Events in Europe, on Maui and in Canada’s northwest strongly suggest we may face a 2023-24 summer bushfire season of a scale not previously comprehended. I hope I am wrong but sense that hope might be hollow. Certainly communities in fire-prone areas across Australia will need to be prepared as never before, and all levels of government, especially federal, must be ready to provide unprecedented emergency support, including top-level national leadership to a standard painfully absent in the recent past.
Tim Booth writes: Albanese needs a proverbial rocket up the gazoonta! I’ve never been in a political party (unless you count the UK communists when I was a student in a previous life), but today I joined Labor specifically to strengthen my voice to the party on this single issue. All other issues are trivial in comparison.
Jo Vallentine writes: Both Christopher Warren (“As the planet burns, the world’s media wilfully ignores the big picture”) and Maeve McGregor (“AUKUS reveals the Scott Morrison show is the only one in town”) alert Crikey readers to linked episodes that demonstrate careless contempt for the future of our planet.

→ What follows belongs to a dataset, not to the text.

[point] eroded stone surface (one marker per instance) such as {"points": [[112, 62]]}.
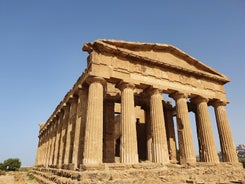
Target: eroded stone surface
{"points": [[115, 112]]}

Fires raging in the northern hemisphere are indicators of what Australia might face in the summer, and the disgraceful double-speak dished out at the ALP national conference on AUKUS ignores the real threat facing not only Australia, but the global community.
Of course the media should at every opportunity connect the firestorms with the climate crisis, and of course the ALP leadership should be addressing the climate crisis instead of peddling lies about diplomacy being at the forefront of our foreign policy, when it’s actually peddling not only militarism via our surrender of any last vestige of sovereignty to the whims of the US government, but also embracing nuclearism in that dangerous process.
It’s betrayal on steroids by this Labor government, continuing to support fossil fuels, and enmeshing our country further into US exceptionalism, which could result in a disastrous war against China.
Greg Hodges writes: I learnt about global warming and the greenhouse effect at university back in 1971 and agree with most of Warren’s article. But the words “global boiling” are “stupid” and “hysterical”. Boiling means a very specific and exact thing. We are not experiencing boiling temperatures. Such hyperbole just helps certain news outlets to ridicule the global change issue. (It used to be called global warming but was changed to global change, which is more accurate and true.)
Margaret Hurle writes: I too am disturbed at the bias of reporting of this global disaster. I get my news mainly from the ABC and sites such as Crikey and Guardian Australia, where things are better, but when I see people stressing over unimportant details, I think: “Don’t they know their bus is speeding towards a cliff? Don’t they see the big picture?”
SBS concentrates on global politics and does it well, but we don’t see Siberian and African fires because of the dearth of journalists there, but surely we could get a hint that they are happening. When I put together in my head the scattered information on sea temperatures and changing currents, floods, storms and fires, I stand appalled.